Se hoje já existem 1 bilhão de pessoas famintas no mundo — você há de pensar — o que será daqui a 40 anos, com 9 bilhões de pessoas? Pois fique você sabendo que hoje o planeta já seria capaz de alimentar todo esse contingente de pessoas e muito bem. Segundo documentário de Silvio Tendler, (O veneno está na mesa), hoje produzimos três vezes mais comida do que somos capazes de consumir. Então onde está o problema?

Má distribuição e desperdício

É fácil deduzir: primeiro, o problema está principalmente no sistema econômico mundial, que permite que haja uma monstruosa perda de comida por um lado, e escassez brutal de outro. Porque comida é mercadoria, lógico. E está onde se pode pagar mais por ela.

E mais: de acordo com o economista norte-americano Mancur Olson, tanto no mundo rico quanto no pobre, uma proporção impressionante de alimento apodrece antes de chegar às mesas. O número varia entre 30 e 50% de toda comida produzida. Nos países pobres, investir na infraestrutura do setor agrícola exigiria gastos, o que afetaria, num primeiro momento, a fatia dos lucros. Aí não pode. Conclusão: ratos, camundongos e gafanhotos comem as colheitas nos armazéns — em vez de silos refrigerados, os grãos são amontoados no chão e cobertos com uma lona; leite e vegetais estragam ou vazam durante o transporte. Nos países ricos o desperdício é diferente. A fartura faz a metade da comida dos mercados, lojas e restaurantes irem para o lixo antes de ser consumida. Só nos Estados Unidos este desperdício somou (pasmem!) 43 milhões de toneladas de alimentos em 1997! Cem quilos de comida por pessoa indo pro lixo todo ano na América!

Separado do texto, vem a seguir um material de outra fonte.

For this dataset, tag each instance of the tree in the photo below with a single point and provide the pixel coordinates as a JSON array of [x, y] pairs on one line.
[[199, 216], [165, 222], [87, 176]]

Os problemas são bem outros

Antes de sair por aí defendendo ideias malthusianas e bolsonarianas, saiba que a agricultura já produz alimento para todo mundo, como já foi dito. Um estudo de 1996 da Organização das Nações Unidas para a Agricultura e Alimentação (FAO) estimou que o mundo produzia alimentos suficientes para fornecer a cada homem, mulher e criança do planeta, 2.700 calorias diárias, várias centenas a mais do que o necessário (por volta de 2.100). Hoje o número é mais otimista, e teríamos capacidade de alimentar 21 bilhões de bocas existentes  -- três vezes mais do que o necessário.

Fascistas aproveitam para propor controle de natalidade autoritário (para pobres)

Defender medidas fascistas como a castração de seres humanos pobres como uma medida razoável de controle populacional é algo, no mínimo, canalha de se fazer. Pode-se discutir se 7 ou 9 bilhões de pessoas são números adequados, mas jamais defender medidas autoritárias, simplistas, de cima pra baixo, para a solução do problema. Além de egoísta, a medida é ilusória e ineficiente, já que não ataca o problema na raiz. Via de regra, pessoas mais pobres e com menos estudos têm mais filhos porque, na ausência do Estado, são esses que vão prover a “aposentadoria” dos pais, quando estes não tiverem mais forças para trabalhar no campo, e cada vez mais, nas grandes cidades. Além do mais, está mais que provado que o maior nível de estudo contribui para que as pessoas tenham melhores empregos e seguridade social nas cidades, e com isso tenham também bem menos filhos. Não é outra razão senão esta porque na Europa têm-se até taxas negativas de crescimento vegetativo. Nada de castração, nada de controle de natalidade. Simples opção consciente, como deve ser.

Não se preocupe, sua comida estará garantida para os próximos 40 anos. Felizmente você não vive num país asiático ou africano, onde a exploração capitalista histórica atrasou o desenvolvimento local a ponto de hoje a agricultura incipiente e arcaica dessas regiões não dar conta de alimentar sequer seus habitantes. Não há nada com o que nos preocupar. Ou será que há?